Once again, I digress…back to Joseph B. Beam. Two of his 14 children, (FOURTEEN…I mean, seriously, can you imagine? I can barely wrap my head around having the two I have. Ok, sorry.) two of his children, Minor Case Beam and Joseph L. kept the family whisky-making tradition alive. Minor Case, along with having a wonderfully odd name, also had a son who went into the biz, and Joseph L. actually had seven sons who decided on a life of distilling and played a large role in American whisky’s history.

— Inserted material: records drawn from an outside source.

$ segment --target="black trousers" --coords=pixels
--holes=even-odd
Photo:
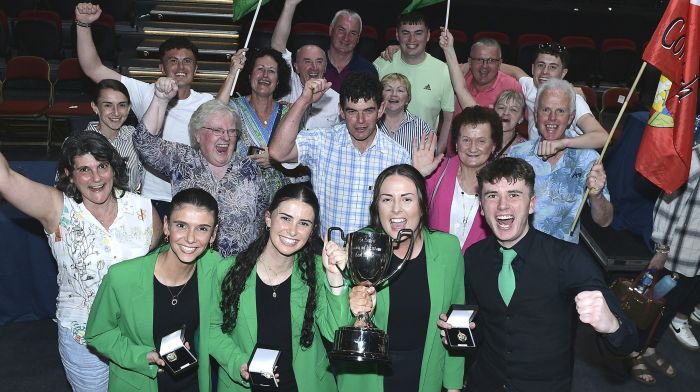
[[[671,271],[664,269],[661,274],[663,277],[671,274]],[[676,313],[690,315],[695,305],[700,303],[700,276],[685,277],[680,275],[678,284],[666,294],[665,298],[666,309],[649,343],[649,347],[652,348],[659,344],[664,333],[668,330],[671,320],[676,317]],[[640,344],[646,340],[642,339],[642,336],[646,335],[640,335]]]

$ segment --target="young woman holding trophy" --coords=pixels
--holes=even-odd
[[[342,391],[462,388],[464,357],[448,355],[437,320],[451,304],[464,303],[464,261],[455,236],[428,229],[427,209],[425,182],[413,167],[394,165],[377,177],[370,226],[399,241],[387,270],[400,271],[388,284],[376,287],[374,314],[376,326],[388,333],[390,365],[338,362],[338,386]],[[413,231],[413,241],[403,235],[407,229]],[[355,261],[352,249],[350,253],[348,269],[356,270],[351,265]],[[404,258],[408,261],[401,266]],[[364,303],[374,290],[355,286],[350,303]],[[356,309],[352,311],[357,314]]]
[[[311,189],[283,186],[265,213],[262,234],[236,258],[219,264],[219,307],[211,325],[211,354],[221,365],[219,391],[256,390],[249,359],[261,347],[279,352],[278,391],[337,391],[321,335],[333,339],[351,317],[338,270],[347,256],[331,242],[322,257],[313,255],[309,239],[317,230],[318,212]],[[369,298],[360,299],[352,309],[371,306]],[[339,321],[331,308],[338,309]]]

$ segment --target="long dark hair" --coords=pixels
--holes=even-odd
[[[290,81],[292,79],[292,69],[282,57],[282,53],[276,51],[272,48],[262,48],[254,49],[248,52],[248,58],[246,59],[245,65],[241,70],[241,77],[247,79],[248,83],[243,83],[240,86],[240,92],[242,95],[248,95],[252,93],[252,88],[250,86],[250,77],[253,74],[253,67],[255,66],[255,61],[260,57],[270,56],[277,63],[277,87],[272,93],[273,99],[280,99],[290,91]],[[245,80],[243,79],[243,80]]]
[[[314,228],[318,225],[319,206],[316,194],[308,187],[301,184],[289,184],[280,188],[272,198],[268,211],[276,210],[283,201],[299,200],[308,204],[314,210]],[[314,230],[312,230],[314,232]],[[226,273],[221,282],[221,312],[224,320],[221,330],[230,333],[236,327],[238,318],[238,305],[241,293],[245,290],[245,282],[253,271],[253,267],[258,261],[258,257],[265,250],[267,242],[270,240],[270,232],[261,230],[261,234],[253,241],[246,250],[236,257],[236,262]],[[306,309],[304,312],[304,323],[301,328],[301,338],[299,343],[302,347],[308,348],[314,340],[314,312],[316,311],[316,259],[311,246],[311,240],[306,242],[296,255],[299,263],[301,279],[309,287],[309,295],[306,298]]]
[[[121,191],[129,189],[129,177],[126,172],[126,163],[119,152],[109,143],[106,137],[97,132],[80,132],[76,136],[70,136],[63,142],[61,156],[58,158],[58,181],[56,188],[66,196],[75,200],[76,203],[83,202],[83,195],[78,191],[78,187],[71,182],[73,170],[75,170],[73,160],[75,157],[91,154],[97,161],[107,162],[112,167],[113,186],[112,195],[117,197],[115,189]],[[121,195],[120,195],[121,197]]]
[[[170,210],[168,216],[173,215],[173,211],[183,207],[185,204],[190,204],[198,208],[214,214],[214,226],[219,223],[219,203],[214,199],[211,193],[200,188],[187,188],[176,193],[170,201]]]
[[[389,176],[403,176],[411,180],[416,185],[416,193],[418,194],[418,203],[420,205],[420,222],[418,229],[428,228],[428,192],[425,190],[425,180],[418,170],[407,164],[389,166],[384,171],[379,173],[377,180],[374,181],[374,194],[372,195],[372,204],[369,205],[369,224],[372,228],[378,231],[384,231],[382,222],[379,219],[379,190],[384,184],[384,181]]]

Alright…I’ve over-reached. At this point, we’re only up to about 1910 in the family history and there are still about 14,789 Beams I haven’t even mentioned. Perhaps the 20th century Beams can wait for another review, it’s high time I got around to some of the booze Jim Beam is making today. While everyone and their grandma knows about the ubiquitous white label Jim Beam, Jim Beam Black flies a bit under the radar and is more or less the most “premium” bottle in the Jim Beam range. It’s been aged for eight years (compared to white label’s four) in the requisite new, charred, American oak barrels and shows up on shelves in litre bottles just as often as it does in 750’s.
The Nose: A nice, straightforward, tried and true bourbon nose. Warm kettle corn, caramel, vanilla syrup, juicy oranges and black licorice candy. Lesser notes of floral, almost vegetal honey, sawn wood, and orange-infused dark chocolate trail behind. Soft, earthy spice notes of dried clove, cinnamon stick, and anise nearly obscure subtle traces of burnt popcorn and toasted coconut.
The Palate: Soft creamy mouthfeel with initial notes of orange zest, burnt toffee, and popcorn that are soon joined by more caramel and vanilla. Like the nose, a faint, greenish, herbal twinge to the wood spice provides an interesting counterpoint to the early sweetness. Oak, clove, a bit of eucalyptus and mint lead to bit of corn oil and barrel char.
The Finish: Nicely warming, but not very sweet. The burnt popcorn, earthy spice and barrel char from the palate linger the longest.
Thoughts: Today’s Bourbon market is quickly beginning to look like yesterday’s (and today’s) Scotch market. A few hot brands and older bottlings are all the rage, and prices are going up accordingly across the board. A bottle like Jim Beam Black is easy to overlook, but you’re making a mistake if you do. While it may not be the most complex, unique whisky on the market, this is nonetheless excellent, solid stuff, an everyday bourbon if there ever was one. It hits all the right “bourbon” notes while taking those slightly off-putting harsh, greenish notes of white-label beam, smoothing and maturing them and incorporating them into whiskey that’s light-years better than its ubiquitous four year old sibling. If you like a lot of rye in your bourbon, this one might not win you over, but if you like (dare I say it) pre-bourbon-hype, old school bourbon, it’s hard to go wrong here. Jim Beam Black is a versatile, have-it-neat, on-the-rocks, or in-a-cocktail, American whiskey stalwart. I picked up a litre of this for $24, which is just a terrific value. Definitely recommended.